While the paper states that the new algorithm “minimizes first-word latency,” it only provides a rough estimate of computation units during training. It would be helpful to include real wall-clock measurements—such as latency curves, throughput numbers, or end-user response times—and to compare these against existing methods like Aligner, LoRA, or SFT.
The evaluation relies primarily on automatic judgments from GPT-4 and Qwen, without any human assessments to confirm consistency. I understand that rebuttal time may be limited, but including even a small human-rated subset (for example, a few dozen examples) could demonstrate alignment between the model’s automatic scores and human judgments.
The method still employs a modest amount of SFT “warm-up,” which seems somewhat at odds with the claim of “fully freezing the large model.” This suggests that, in resource-constrained environments, one must still initiate a LLM training pipeline. It might be useful for the authors to clarify this design choice or discuss its practical implications.

问题

I have listed all of my concerns in the weaknesses section, and I look forward to the authors’ response.

局限性

yes

最终评判理由

The authors have addressed my concerns, and I believe the quality of the paper is acceptable. Therefore, I have raised my score to 4.

格式问题

I have no Paper Formatting Concerns

作者回复

2025-07-31

Thank you for the insightful comments and helpful suggestions! We hope that our responses help alleviate the concerns that were raised.
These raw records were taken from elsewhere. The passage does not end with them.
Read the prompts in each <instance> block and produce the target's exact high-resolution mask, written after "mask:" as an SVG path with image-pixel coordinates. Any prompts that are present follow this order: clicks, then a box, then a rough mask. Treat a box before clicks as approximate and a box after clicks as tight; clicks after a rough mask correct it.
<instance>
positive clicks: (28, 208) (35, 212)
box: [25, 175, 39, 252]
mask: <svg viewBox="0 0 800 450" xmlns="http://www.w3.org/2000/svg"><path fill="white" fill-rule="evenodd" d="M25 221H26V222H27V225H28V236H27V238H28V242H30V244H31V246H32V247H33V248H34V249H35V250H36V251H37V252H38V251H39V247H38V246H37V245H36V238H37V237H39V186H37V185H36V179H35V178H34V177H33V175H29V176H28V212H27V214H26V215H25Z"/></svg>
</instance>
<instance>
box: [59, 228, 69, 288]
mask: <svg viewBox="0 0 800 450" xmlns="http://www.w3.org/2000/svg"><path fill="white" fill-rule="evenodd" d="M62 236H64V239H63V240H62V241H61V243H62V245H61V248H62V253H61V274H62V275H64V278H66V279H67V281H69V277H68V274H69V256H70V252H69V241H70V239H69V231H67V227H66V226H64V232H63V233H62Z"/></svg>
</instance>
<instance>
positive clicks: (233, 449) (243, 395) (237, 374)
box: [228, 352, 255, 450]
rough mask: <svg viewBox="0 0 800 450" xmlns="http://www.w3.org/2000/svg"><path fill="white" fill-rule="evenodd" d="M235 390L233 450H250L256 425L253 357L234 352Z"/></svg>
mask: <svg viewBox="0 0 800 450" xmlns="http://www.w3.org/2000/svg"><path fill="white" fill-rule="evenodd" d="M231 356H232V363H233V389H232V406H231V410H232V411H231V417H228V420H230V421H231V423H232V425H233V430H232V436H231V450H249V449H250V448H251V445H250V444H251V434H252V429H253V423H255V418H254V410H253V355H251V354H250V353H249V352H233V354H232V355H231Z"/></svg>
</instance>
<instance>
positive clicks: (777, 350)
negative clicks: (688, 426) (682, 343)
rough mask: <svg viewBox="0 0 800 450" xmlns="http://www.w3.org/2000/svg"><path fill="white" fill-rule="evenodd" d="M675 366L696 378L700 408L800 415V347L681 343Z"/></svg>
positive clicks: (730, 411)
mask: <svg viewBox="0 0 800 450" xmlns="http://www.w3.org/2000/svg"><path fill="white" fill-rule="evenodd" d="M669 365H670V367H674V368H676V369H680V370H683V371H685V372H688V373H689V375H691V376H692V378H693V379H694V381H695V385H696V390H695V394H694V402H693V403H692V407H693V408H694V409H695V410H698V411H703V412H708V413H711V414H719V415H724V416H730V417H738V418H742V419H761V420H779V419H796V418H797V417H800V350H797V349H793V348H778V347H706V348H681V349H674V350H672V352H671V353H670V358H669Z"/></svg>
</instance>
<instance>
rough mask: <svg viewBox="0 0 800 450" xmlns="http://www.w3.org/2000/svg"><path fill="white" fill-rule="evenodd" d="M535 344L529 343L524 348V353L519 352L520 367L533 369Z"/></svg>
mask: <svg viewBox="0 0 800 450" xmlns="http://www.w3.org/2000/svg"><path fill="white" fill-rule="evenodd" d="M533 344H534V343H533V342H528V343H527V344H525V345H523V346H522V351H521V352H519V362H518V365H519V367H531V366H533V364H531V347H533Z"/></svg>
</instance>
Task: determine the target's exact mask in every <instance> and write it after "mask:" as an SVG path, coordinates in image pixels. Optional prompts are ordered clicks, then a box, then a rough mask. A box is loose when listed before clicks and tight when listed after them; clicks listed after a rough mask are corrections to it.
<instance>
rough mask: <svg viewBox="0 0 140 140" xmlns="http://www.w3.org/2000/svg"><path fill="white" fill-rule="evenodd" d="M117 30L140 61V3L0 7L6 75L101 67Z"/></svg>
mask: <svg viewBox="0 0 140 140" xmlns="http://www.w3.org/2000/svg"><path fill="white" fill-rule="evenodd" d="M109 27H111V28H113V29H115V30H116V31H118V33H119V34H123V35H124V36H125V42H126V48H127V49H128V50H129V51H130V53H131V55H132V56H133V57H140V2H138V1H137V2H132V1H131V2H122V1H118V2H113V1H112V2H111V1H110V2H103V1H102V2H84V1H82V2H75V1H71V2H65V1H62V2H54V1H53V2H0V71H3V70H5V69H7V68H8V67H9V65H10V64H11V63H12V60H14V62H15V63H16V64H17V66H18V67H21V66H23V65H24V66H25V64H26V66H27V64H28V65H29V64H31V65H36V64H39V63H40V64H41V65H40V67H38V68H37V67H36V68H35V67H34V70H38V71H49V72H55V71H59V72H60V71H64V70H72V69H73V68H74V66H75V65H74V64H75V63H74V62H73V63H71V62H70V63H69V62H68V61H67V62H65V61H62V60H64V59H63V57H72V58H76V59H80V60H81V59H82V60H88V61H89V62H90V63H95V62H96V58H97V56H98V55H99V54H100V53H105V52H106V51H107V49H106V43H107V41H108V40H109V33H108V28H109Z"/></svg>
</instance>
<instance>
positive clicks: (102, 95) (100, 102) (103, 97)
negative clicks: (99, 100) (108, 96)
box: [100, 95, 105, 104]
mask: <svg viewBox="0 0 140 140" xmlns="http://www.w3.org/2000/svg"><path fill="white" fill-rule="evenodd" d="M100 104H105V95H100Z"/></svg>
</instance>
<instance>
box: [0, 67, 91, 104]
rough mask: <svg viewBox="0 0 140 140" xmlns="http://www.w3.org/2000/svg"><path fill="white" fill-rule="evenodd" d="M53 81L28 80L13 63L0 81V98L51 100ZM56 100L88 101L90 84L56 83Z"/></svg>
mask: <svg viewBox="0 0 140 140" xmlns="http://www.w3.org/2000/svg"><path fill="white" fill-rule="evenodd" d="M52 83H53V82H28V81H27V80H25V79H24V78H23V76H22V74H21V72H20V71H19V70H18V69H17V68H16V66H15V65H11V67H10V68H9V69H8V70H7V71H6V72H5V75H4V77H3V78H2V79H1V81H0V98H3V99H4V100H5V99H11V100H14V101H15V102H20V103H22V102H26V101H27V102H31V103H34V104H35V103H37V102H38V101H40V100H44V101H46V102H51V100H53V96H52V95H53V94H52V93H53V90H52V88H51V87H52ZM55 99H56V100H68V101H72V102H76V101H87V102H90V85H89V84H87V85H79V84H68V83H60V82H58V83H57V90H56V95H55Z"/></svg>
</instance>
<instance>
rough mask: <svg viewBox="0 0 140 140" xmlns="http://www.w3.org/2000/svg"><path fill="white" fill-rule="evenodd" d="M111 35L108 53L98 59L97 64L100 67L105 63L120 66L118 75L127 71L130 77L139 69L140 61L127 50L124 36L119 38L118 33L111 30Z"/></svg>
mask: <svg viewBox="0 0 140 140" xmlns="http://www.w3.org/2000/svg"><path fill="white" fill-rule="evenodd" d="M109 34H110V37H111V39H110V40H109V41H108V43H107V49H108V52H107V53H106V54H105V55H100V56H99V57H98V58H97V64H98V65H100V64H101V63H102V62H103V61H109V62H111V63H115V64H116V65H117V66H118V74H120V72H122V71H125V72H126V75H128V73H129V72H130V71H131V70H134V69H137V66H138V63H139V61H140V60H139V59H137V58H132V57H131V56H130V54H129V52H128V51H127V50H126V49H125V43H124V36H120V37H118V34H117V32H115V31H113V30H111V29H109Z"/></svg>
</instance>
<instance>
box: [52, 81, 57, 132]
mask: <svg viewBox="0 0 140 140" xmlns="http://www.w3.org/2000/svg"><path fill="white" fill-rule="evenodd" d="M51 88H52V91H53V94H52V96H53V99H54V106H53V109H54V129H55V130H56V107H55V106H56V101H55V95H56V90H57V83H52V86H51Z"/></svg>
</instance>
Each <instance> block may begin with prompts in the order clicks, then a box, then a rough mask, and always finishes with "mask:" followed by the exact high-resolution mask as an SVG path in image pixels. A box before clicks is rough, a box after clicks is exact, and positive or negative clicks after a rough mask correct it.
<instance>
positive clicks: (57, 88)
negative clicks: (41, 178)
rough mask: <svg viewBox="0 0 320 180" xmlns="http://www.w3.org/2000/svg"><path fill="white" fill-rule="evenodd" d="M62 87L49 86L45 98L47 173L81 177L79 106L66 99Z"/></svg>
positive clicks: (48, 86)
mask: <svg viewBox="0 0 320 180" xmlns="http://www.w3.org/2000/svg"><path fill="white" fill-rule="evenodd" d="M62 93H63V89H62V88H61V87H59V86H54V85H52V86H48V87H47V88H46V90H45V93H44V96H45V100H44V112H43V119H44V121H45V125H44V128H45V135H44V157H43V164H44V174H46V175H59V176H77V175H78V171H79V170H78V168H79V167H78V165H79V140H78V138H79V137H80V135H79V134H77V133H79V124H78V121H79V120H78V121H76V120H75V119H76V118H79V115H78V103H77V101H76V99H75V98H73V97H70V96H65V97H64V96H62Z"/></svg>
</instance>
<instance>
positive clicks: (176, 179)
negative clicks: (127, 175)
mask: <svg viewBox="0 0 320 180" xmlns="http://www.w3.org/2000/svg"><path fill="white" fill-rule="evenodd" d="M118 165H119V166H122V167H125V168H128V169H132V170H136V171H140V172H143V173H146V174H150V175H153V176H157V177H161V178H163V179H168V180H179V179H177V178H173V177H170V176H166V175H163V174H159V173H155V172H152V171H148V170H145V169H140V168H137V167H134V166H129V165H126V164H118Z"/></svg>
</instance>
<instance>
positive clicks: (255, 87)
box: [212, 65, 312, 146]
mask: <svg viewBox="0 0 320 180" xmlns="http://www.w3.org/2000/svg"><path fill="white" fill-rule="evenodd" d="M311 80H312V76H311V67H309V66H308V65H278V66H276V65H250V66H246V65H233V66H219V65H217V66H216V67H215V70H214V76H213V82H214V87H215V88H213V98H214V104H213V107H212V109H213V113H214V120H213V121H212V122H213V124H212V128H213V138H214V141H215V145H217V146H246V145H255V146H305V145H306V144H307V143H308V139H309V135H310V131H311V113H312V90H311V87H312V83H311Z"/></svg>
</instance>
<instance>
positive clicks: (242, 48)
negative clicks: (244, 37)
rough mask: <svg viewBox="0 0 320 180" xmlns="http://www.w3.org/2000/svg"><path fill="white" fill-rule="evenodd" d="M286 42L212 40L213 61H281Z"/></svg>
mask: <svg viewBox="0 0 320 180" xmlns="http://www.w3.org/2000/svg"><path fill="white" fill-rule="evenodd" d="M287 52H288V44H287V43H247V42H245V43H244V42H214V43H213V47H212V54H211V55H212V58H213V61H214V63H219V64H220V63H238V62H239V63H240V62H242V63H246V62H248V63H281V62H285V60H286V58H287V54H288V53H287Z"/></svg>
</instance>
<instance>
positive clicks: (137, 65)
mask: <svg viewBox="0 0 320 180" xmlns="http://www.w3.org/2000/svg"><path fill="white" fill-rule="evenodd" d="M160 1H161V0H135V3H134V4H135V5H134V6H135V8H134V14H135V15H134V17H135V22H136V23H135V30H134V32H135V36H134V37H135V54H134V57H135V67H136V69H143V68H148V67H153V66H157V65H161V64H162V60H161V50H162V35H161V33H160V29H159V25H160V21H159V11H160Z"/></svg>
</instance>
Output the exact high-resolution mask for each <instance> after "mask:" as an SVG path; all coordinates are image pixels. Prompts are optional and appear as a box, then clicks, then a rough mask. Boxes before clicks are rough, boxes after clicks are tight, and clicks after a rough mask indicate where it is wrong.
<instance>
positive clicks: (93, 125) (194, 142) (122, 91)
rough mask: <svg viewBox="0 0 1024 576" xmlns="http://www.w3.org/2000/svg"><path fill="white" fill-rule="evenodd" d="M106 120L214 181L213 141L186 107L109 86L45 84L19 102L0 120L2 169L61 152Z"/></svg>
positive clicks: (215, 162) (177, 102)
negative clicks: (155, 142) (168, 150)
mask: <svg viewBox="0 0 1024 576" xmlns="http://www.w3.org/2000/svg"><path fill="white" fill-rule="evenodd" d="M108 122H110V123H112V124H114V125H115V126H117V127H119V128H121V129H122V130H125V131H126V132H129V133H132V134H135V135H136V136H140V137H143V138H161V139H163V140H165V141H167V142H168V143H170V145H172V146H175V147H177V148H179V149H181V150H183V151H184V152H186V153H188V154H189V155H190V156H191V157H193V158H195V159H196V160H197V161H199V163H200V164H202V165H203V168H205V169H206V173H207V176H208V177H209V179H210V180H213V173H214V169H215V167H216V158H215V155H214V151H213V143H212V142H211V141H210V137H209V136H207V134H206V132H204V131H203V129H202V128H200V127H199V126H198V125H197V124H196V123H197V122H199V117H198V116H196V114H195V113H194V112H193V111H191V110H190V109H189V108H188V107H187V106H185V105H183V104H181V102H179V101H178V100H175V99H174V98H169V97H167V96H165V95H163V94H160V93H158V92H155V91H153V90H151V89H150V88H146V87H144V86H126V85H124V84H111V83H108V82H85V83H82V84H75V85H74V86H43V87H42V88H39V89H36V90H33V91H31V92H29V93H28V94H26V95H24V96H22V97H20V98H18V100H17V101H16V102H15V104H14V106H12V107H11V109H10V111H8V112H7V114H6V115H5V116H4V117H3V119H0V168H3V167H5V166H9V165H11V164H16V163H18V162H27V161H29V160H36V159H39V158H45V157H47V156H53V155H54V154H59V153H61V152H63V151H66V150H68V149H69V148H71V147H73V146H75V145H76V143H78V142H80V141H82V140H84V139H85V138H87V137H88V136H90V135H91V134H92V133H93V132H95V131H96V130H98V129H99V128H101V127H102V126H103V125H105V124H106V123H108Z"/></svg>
W1: While the paper states that the new algorithm “minimizes first-word latency,” it only provides a rough estimate of computation units during training. It would be helpful to include real wall-clock measurements—such as latency curves, throughput numbers, or end-user response times—and to compare these against existing methods like Aligner, LoRA, or SFT.

Thanks for highlighting the inaccuracy in our description about "minimizes first-word latency". Our intention was to clarify that, compared to the baseline Aligner's "Question-Answer-Correction" generation strategy, our method does not rely on a upstreaming complete response. This distinction allows us to significantly reduce first-word latency, enhancing the practicality of our method.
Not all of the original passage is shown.